Well, if you don’t like, don’t listen, but there was this miller see, and he would be sitting in his cottage, just across the lane from his watermill, and when it got to the edge o’night he would hear the wheel turning and the gears rumbling inside the mill. But he weren’t afeart, he’d known it all his life and same had happened in his father’s time and his grandfer’s afore that. He was wiser than to go inside the mill, mind, he knew it was the little folk who were about their milling during the night. And each morning all would be clean and tidy, they’d caused none trouble.

This one evening the miller was sat at the corner table in the alehouse with the blacksmith and a bagpiper and he chanced to tell about the little folk in the mill. “Well now,” says the piper, “you shunner let them grind their meal without paying as others mun do.” But the smith and the miller insisted it was foolish to interfere with the ways of the little folk. “Fairies be beggared!” says the piper, “I’m not so tickle-stomached as you.

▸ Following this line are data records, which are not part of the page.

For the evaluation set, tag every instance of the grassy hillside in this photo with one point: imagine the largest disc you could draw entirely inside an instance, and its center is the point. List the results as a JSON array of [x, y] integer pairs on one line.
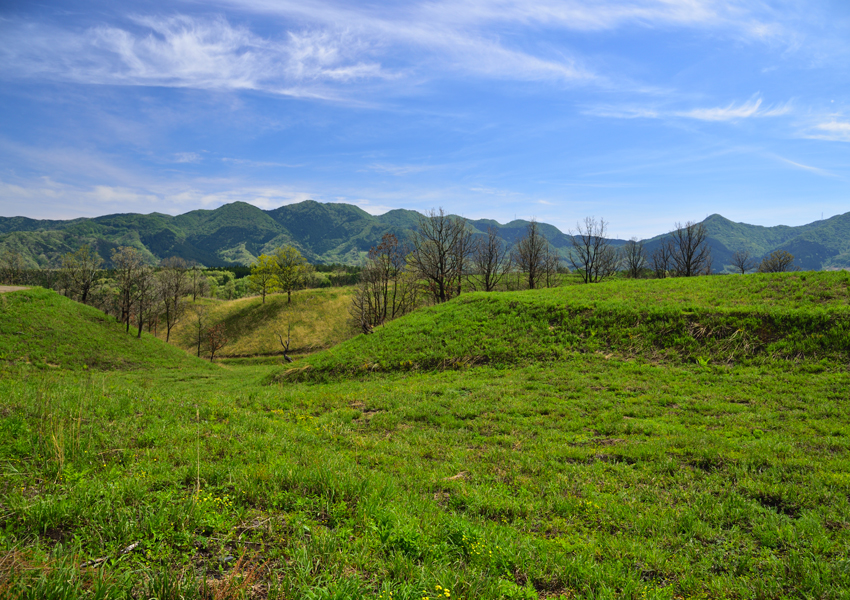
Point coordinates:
[[333, 232], [40, 328], [568, 475], [318, 319], [706, 319]]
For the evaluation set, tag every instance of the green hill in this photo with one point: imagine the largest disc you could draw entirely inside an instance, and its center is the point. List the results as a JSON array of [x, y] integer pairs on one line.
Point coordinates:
[[690, 439], [235, 234], [730, 319], [41, 328]]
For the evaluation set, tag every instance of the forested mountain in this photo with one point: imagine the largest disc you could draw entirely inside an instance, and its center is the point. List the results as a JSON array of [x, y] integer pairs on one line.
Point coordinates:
[[236, 233]]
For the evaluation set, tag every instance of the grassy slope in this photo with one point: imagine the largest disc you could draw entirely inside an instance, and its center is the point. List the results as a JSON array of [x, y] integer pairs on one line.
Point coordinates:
[[41, 328], [329, 232], [719, 319], [581, 477], [319, 319]]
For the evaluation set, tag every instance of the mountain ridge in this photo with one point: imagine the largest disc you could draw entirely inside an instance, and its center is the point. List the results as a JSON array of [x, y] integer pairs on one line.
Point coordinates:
[[235, 233]]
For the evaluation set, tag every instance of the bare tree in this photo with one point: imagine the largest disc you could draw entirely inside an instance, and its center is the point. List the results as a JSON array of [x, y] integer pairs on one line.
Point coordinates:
[[80, 268], [778, 261], [490, 261], [292, 272], [11, 267], [173, 287], [690, 250], [285, 345], [464, 249], [551, 266], [743, 262], [199, 323], [216, 339], [440, 252], [127, 262], [146, 296], [530, 253], [634, 258], [661, 258], [386, 290], [591, 254], [198, 281]]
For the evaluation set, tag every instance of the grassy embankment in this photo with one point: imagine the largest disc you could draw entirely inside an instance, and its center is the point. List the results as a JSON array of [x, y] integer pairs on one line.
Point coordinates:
[[318, 319], [601, 469]]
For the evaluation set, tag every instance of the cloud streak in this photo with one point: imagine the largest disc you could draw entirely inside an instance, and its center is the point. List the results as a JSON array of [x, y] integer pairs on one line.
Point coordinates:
[[833, 131], [733, 112], [188, 52]]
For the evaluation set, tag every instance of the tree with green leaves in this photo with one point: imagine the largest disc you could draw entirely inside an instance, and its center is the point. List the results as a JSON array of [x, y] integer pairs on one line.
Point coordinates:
[[264, 275], [293, 270], [11, 267]]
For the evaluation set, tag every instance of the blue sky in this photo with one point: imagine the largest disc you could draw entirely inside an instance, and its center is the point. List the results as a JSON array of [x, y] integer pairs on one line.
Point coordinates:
[[642, 112]]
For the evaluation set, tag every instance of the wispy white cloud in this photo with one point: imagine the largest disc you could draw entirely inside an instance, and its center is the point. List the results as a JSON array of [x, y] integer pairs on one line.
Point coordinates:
[[752, 17], [734, 112], [187, 157], [809, 168], [183, 51], [622, 112], [398, 170], [46, 198], [834, 131]]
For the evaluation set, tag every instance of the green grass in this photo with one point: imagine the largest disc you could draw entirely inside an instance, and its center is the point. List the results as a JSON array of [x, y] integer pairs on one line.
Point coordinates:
[[318, 319], [575, 477], [704, 320], [44, 330]]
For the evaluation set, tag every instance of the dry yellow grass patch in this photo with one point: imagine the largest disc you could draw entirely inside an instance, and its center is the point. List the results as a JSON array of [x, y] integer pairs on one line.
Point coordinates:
[[318, 319]]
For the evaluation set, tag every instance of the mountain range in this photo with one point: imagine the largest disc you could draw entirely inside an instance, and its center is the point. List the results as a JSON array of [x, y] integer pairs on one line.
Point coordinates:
[[235, 234]]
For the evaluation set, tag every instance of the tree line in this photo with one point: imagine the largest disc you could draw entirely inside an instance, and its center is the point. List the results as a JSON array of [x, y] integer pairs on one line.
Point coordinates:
[[444, 257]]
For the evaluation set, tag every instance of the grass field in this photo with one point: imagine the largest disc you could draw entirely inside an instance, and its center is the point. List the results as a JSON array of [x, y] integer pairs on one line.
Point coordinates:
[[584, 470], [318, 319]]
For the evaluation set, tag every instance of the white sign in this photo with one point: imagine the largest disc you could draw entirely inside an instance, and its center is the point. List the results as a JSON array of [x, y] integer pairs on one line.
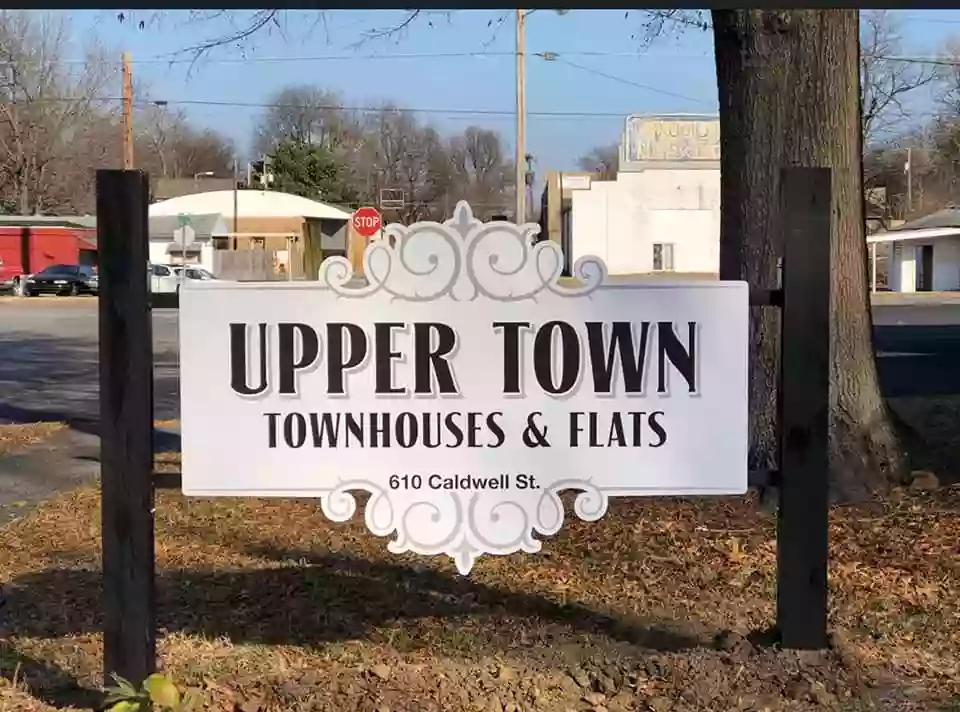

I’ll bet you tha new green weskit I can spend the night playing my pipes to them, I’ll get them dancing to my tune, I will, thump!”

Now the miller and smith were about telling the piper not to be such a maggot-pate, that he never knew what would happen if he went in the mill that night. But after another tankard of ale, their minds had altered, see, and were for letting him get agate his piping. So, here’s all three setting off down the pad-road across the field to the mill. The wheel was turning and there was a dim light at the window. And here’s the piper striking up his bagpipes and making his way into the mill. Well, the miller and the smith, they listened a while, then off they went back to the alehouse. After some more beer they were thinking on how the piper had been away a pretty tidy time and was most likely he’d returned home.

The next morning the miller made his way into the watermill. It was the same as ever, not a thing out of place, but no sign of the piper. He set off to the piper’s tumbledown cot, but he wasn’t there, and the hearth was cold. And the smith and the miller never did see the piper again, but if they ever walked past the tump at the end of the lane as it was fetching dark, both of them reckoned on how they could hear the sound of pipes under the ground.

So it’s a queer thing isn’t it, but that’s as I heard it, so take from it what you wish and give the rest back to me.